Thursday, March 22, 2007

The Era of Instability

I had the privilege of hanging out with the founder of Transmeta on Tuesday. Over a tasty ravioli, we discussed the state of networking and its evolution from the just a decade ago.

In the late 90s there were some big changes afoot in networking. For most vendors in the space, doing a new product meant doing a new ASIC. The ability to build new features on a given ASIC either meant expensive respins of the chip or tossing a processor core into the ASIC. (Early Alteon hardware did just that.) The problem with the CPU on the ASIC approach is that there tend to be limits with what can be done in terms of performance, available memory, and of course third party software. There is some room for improvement here with Linux running on PowerPC and MIPS processors, but it's hard to beat Linux's flexibility on x86.

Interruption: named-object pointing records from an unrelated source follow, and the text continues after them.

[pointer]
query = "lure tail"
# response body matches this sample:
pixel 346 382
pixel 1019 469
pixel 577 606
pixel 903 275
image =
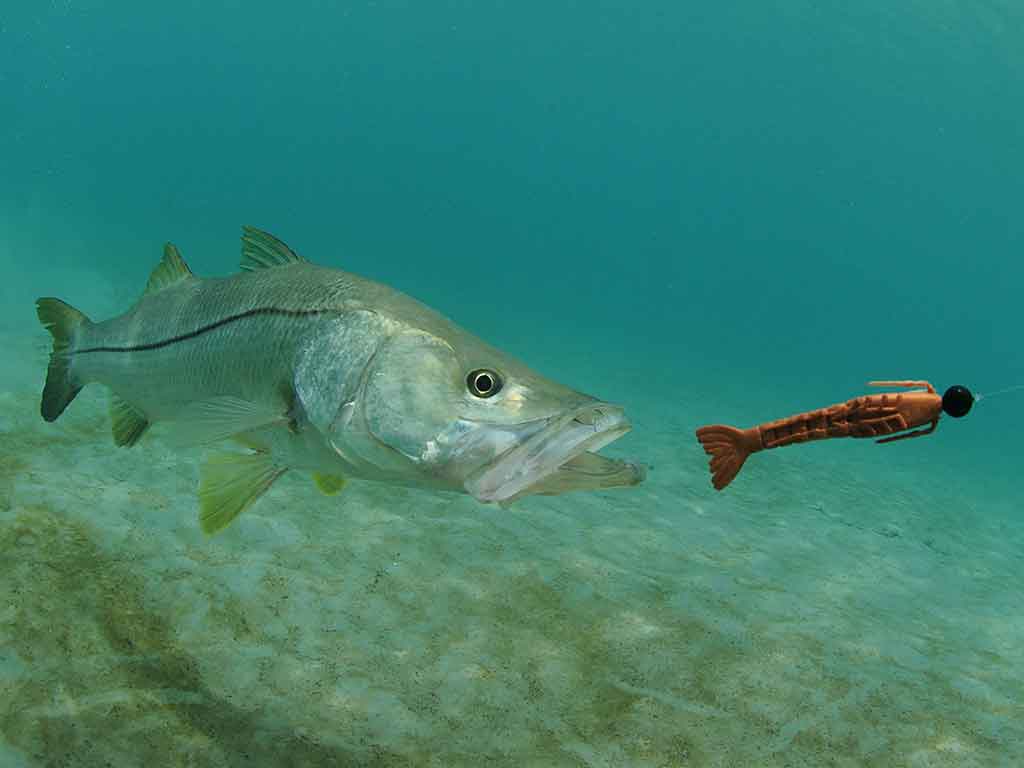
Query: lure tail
pixel 728 449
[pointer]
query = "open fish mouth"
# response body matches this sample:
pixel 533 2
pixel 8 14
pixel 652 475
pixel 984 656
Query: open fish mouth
pixel 560 457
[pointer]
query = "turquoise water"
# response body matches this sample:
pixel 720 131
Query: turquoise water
pixel 706 213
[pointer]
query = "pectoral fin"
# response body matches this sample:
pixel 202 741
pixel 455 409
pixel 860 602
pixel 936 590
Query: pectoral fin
pixel 229 483
pixel 215 420
pixel 329 484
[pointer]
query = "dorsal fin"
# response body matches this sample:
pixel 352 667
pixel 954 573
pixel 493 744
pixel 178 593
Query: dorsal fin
pixel 262 251
pixel 171 270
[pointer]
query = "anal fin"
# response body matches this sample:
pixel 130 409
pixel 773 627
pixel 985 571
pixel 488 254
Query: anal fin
pixel 127 424
pixel 220 418
pixel 229 483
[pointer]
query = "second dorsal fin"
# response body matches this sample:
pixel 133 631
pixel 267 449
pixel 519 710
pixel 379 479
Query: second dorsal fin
pixel 171 270
pixel 261 250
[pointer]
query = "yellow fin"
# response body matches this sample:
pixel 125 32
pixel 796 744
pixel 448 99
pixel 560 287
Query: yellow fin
pixel 329 484
pixel 171 270
pixel 262 251
pixel 228 485
pixel 126 423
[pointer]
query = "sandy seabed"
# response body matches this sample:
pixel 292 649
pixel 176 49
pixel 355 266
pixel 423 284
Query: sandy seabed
pixel 799 620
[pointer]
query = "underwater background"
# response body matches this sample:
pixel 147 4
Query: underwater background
pixel 725 212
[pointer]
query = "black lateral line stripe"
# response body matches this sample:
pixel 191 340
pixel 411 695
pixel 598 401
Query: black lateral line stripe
pixel 207 329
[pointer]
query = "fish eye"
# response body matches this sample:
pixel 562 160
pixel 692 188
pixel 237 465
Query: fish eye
pixel 483 383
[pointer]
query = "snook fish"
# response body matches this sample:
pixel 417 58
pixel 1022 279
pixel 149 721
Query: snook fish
pixel 318 370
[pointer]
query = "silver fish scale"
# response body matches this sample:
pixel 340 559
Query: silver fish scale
pixel 228 336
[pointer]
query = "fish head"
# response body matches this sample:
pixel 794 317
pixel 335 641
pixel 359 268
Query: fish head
pixel 460 414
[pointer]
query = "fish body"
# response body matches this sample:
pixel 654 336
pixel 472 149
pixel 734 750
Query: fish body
pixel 315 369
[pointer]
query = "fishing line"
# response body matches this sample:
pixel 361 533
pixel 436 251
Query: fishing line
pixel 1014 388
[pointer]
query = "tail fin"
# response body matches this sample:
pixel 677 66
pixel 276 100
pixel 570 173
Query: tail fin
pixel 728 449
pixel 62 321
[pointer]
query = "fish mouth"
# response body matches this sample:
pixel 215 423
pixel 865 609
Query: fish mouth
pixel 559 457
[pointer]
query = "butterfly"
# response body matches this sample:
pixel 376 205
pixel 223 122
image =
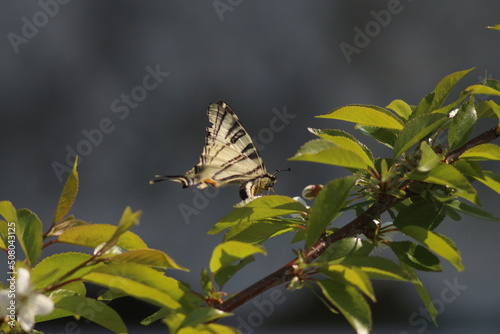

And we noticed that back in the late 90s.

The result was a wave of new appliance based products. My product at the time, the iSD SSL Accelerator, was an early entrant in appliance based networking and while it was nowhere near the flexibility offered by traditional networking products, it did prove that x86 networking was here to stay.

Fast forward a few years. The appliance market is booming and most new networking boxes are x86 server platforms running Linux. A few shops use FreeBSD. All the networking guys have moved over and started "fixing" all the code that was initially written by people like me -- people with application space Linux expertise. Us apps guys of course learned in the process and we watched our code migrate from multi-threaded beasts to single thread state machines built around classic networking ideology.

As the CPU megahertz game really picked up in the middle of the decade we watched the single threaded beasts make stunning -- and linear -- performance improvements. A networking engine that could perform n units of work in 1 second at 1Ghz was able to so 2n units of work at 2Ghz. Feature sets built around these engines and a significant amount of production infrastructure used these appliances.

As 2005 started winding down and 2006 was on the horizon, we had a small problem on our hands. The megahertz game was coming to a close the multicore computing was becoming a reality. As the media around us buzzed in anticipation of dual-core and quad-core machines coming out, a lot of engineers huddled around their cubes and asked what now?

At first glance multi-core doesn't seem like a big deal. Classic networking has long done systems with multiple CPUs. Except for one detail -- classic networking was doing a lot of stateless processing that required little to no inter-processor communication. When work did need to move from CPU to CPU, circular queues could be used to provide lockless data structures -- computer science jibber for saying that multiple CPUs could work well together for the same reason an assembly line works: workers don't need to touch the same thing at the same time.

For classic networking, the nature of the problems being solved allowed them to avoid a lot of messiness. But things had changed. The power and flexibility of being on a real Unix-like server platform meant that new and far more complex problems could be tackled. These problems are unlike older networking problems in that they are not easily divisible.

So what's next? If appliance vendors are going to figure out how to make the next generation of networking hardware, they are going to have to figure out how to take advantage of multi-core CPUs without losing existing features. And this means taking the time to carefully divvy up the work that is not easily divisible. When changes this drastic come down the pike, drastic risk typically come with it.

The next two years are going to be both an opportunity for startups and a curse for IT managers that have to deploy and support networking appliances. Startups that have the luxury of designing support for multi-core platforms into their architecture are going to be able to ship stable products from day 1 that scale as the number of cores go up. By comparison existing players are likely to ship a version or two of products that are simply not nearly as stable as their predecessors. Either way, IT managers are going to have their hands full as they are forced to deal with performance challenges posed by their end users and stability challenges posed by their existing vendors.

Time to look at some of these startups, eh?

1 Comments:

Anonymous Anonymous said...

Interesting idea Steve. Is there any room for ASIC accelerated appliances (SSL, compression, security, REGEX processing) or do you think that economically the general purpose x86 will always win out? Sounds like you are advocating use of multiple cores to help address the "feature concurrency" problem...to many fetaures running on a shared general purpose resources. I agree this is interesting, as it being able to "partition" and allocate other hardware resources. How about a followup post on the implications of virtualization on the appliance space?